Tot gisteravond riep ik nog wel eens bijdehand dat ik op een bepaalde manier een fundamentalist ben. Fundamentalist in die zin dat ik mijn christelijk geloof vrij serieus neem en mijn vertrouwen stel op een Goddelijke Macht. Na de vreselijke tragedie in Oslo zal ik terughoudender zijn hiermee; veel terughoudender. Zelfs al bedoelde ik het uiteraard altijd lichtelijk zelfspottend. De vermeende dader wordt echter getypeerd als ‘christen fundamentalist’. En ik pas ervoor om met zo’n beestachtig heerschap vereenzelvigd te worden. Allereerst even waarom ik mezelf eerder gerust licht schertsend als fundamentalist zou hebben getypeerd. Zonder schroom. De reden ligt besloten in mijn christen-zijn. Als christen bouw je persoonlijk op een rots. Terwijl ik in daily life toch echt gewoon in een rustige jaren zestig wijk woon. Eekhoorntjes in de achtertuin en rollatorende bejaarden en spelende kleuters delen de stoep en de weg gemoedelijk als het buiten ook maar even droog is. Zo’n buurt. Met huizen die als fundament net geen hout meer hebben, maar beton. Vermoed ik.

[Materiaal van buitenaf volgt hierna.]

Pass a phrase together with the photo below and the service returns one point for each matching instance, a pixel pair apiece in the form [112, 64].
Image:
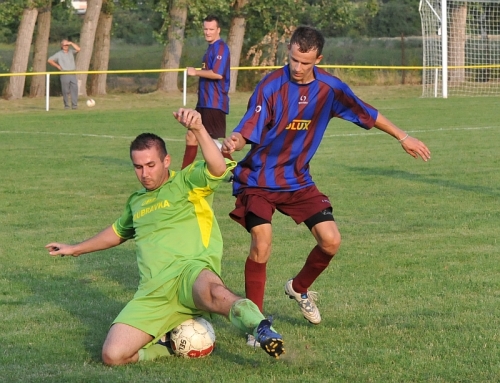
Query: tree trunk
[100, 58]
[87, 36]
[37, 88]
[456, 43]
[235, 40]
[15, 88]
[167, 81]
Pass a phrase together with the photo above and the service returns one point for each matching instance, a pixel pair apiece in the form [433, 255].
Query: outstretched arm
[206, 73]
[104, 240]
[191, 119]
[233, 143]
[411, 145]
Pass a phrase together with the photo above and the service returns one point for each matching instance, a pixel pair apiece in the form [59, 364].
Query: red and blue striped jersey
[285, 123]
[214, 94]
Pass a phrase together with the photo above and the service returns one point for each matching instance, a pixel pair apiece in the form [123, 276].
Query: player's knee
[330, 243]
[112, 356]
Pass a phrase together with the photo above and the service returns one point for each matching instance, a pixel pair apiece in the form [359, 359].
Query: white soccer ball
[194, 338]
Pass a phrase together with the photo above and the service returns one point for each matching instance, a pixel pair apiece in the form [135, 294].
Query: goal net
[461, 44]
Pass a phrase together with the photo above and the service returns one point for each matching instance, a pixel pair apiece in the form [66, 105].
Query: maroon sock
[189, 155]
[255, 282]
[316, 262]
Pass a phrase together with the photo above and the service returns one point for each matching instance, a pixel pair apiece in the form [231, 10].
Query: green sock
[152, 352]
[245, 315]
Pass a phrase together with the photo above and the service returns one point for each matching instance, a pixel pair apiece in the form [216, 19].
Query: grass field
[412, 296]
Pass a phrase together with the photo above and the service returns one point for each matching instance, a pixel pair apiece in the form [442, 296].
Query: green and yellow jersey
[176, 233]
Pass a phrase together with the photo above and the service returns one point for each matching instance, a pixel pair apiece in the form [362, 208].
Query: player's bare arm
[411, 145]
[206, 73]
[233, 143]
[104, 240]
[191, 119]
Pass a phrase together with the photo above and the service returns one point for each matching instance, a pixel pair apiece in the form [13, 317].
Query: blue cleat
[270, 341]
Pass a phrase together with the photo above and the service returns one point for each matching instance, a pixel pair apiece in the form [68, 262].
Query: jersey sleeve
[124, 226]
[54, 57]
[198, 175]
[350, 107]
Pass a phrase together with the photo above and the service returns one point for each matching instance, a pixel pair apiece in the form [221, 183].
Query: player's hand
[189, 118]
[416, 148]
[229, 144]
[60, 249]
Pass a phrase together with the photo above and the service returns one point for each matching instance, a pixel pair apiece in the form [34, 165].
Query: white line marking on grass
[84, 135]
[412, 131]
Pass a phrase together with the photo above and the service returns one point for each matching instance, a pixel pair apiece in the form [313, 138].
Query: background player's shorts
[214, 121]
[299, 205]
[161, 310]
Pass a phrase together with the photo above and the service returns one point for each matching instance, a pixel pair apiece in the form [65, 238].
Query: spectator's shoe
[306, 303]
[270, 341]
[165, 341]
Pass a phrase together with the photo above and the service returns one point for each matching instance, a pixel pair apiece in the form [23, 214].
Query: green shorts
[161, 310]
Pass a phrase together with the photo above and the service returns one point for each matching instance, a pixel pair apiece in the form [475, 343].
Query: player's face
[150, 170]
[65, 45]
[211, 31]
[301, 64]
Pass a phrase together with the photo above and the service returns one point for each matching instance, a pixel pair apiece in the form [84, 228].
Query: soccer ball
[193, 338]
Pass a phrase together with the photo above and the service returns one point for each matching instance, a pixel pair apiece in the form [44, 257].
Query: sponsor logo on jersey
[159, 205]
[298, 125]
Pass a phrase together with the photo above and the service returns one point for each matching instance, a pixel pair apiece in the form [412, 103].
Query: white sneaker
[306, 303]
[252, 342]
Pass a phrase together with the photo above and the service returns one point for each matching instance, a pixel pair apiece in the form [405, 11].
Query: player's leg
[210, 294]
[313, 208]
[123, 343]
[191, 149]
[65, 90]
[256, 263]
[73, 87]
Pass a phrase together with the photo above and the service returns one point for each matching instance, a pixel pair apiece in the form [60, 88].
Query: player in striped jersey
[286, 118]
[213, 89]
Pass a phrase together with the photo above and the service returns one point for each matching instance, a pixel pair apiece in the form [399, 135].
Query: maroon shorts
[300, 205]
[214, 121]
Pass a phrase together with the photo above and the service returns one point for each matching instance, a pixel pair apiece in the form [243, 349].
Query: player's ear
[166, 161]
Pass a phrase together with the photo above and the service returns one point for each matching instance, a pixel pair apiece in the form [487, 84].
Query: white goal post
[461, 47]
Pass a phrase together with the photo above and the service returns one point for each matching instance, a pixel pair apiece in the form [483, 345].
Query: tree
[100, 57]
[235, 38]
[37, 87]
[15, 88]
[87, 37]
[167, 81]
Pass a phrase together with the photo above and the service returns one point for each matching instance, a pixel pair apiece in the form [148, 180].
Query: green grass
[412, 295]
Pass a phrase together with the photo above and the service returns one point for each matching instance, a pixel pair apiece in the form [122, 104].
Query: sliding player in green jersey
[179, 250]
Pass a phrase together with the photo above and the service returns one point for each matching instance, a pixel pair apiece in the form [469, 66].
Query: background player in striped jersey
[213, 88]
[179, 250]
[286, 118]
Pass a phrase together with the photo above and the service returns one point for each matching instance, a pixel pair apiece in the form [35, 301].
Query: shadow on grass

Ik bouw desondanks op een rots? Jazeker, het is metaforisch bedoeld. In de Bijbel die ik als gelovige razend serieus neem, wordt Jezus vaak als rots omschreven. Die rots staat dan weer symbool voor de juiste, verstandige en krachtige plek om je huis – in dit geval je vertrouwen/geloof – op te bouwen. Zelfs als er stormen komen en slagregens dan nog staat het op een rots gebouwde huis fier overeind. Dat is relatief kort door de bocht de gedachte. Even het Bijbelverhaal compleet maken: als je aan de kust woont en je bouwt je huis niet op de rots maar op het zand, dan kun je er bijna zeker van zijn dat je huis op z’n zachtst gezegd nogal veel risico loopt. Bepaald niet rotsvast.
Jezus Christus
Zo’n fundament is nodig, als je het mij vraagt. En voor mij persoonlijk is dat Jezus. Volgens de berichtgeving online zou de dader ook een christen zijn. Een fundamentalistisch christen zelfs. Iemand die zijn huis bouwt op dezelfde rots als ik. Laten we even duidelijk zijn: dat is dus niet zo. Deze treurige onheilzaaier woonde en woont niet op ‘mijn’ rots. Dat is niet een vanuit buikgevoel geroepen kreet, dat valt te beargumenteren – te funderen, zo je wil – op basis het boek dat voor christenen zo belangrijk is: de Bijbel. Het is eigenlijk heel simpel. Gelovigen noemen zich christenen omdat ze hun vertrouwen stellen op Christus. Ze willen op Hem lijken en worden daartoe uitgedaagd. We hoeven dan ook alleen maar te kijken naar de manier waarop Christus leefde, om te toetsen of vermeende dader Anders Behring Breivik een christen was. Dat kun je namelijk aflezen aan zijn leefstijl en zijn daden. Jezus was vergevend, liefdevol, soms ook scherp en duidelijk, altijd rechtvaardig en volledig pacifistisch. Need I say more? Vergelijk de door mij opgesomde eigenschappen met die van de Oslo-dader en je weet het: deze man kun je met goed fatsoen geen christen noemen. Wel fundamenteel gestoord en psychisch in de war.
Op het woord fundament(eel) ligt de komende periode – en eigenlijk al sinds 11 september 2001 – een enorme smet. Terwijl ik uiteindelijk denk dat eigenlijk niemand zonder fundament kan. Mensen hebben behoefte aan een basis; aan een stevige ondergrond. Als vertrekpunt voor alle activiteiten die ze ondernemen, de set normen & waarden die ze aanhangen en uitdragen. Een fundament is levensbepalend. Dat geldt natuurlijk luid en duidelijk voor de God-georiënteerde gelovige, maar net zo duidelijk voor de socialist, liberaal, pacifist, ras-democraat en oer-conservatief. Voor de vrijdenker en de filosoof. Iedereen bouwt zijn ‘huis’ op een persoon, God of van mijn part levensveranderend boek of motto. Niks mis mee. Het is belangrijk en boeiend en geeft mensen diepgang en het leven betekenis. Zonder fundament vaart niemand wel, maar zodra er –isme aan het fundament wordt toegevoegd, gaat het helaas meestal mis. Betreurenswaardig.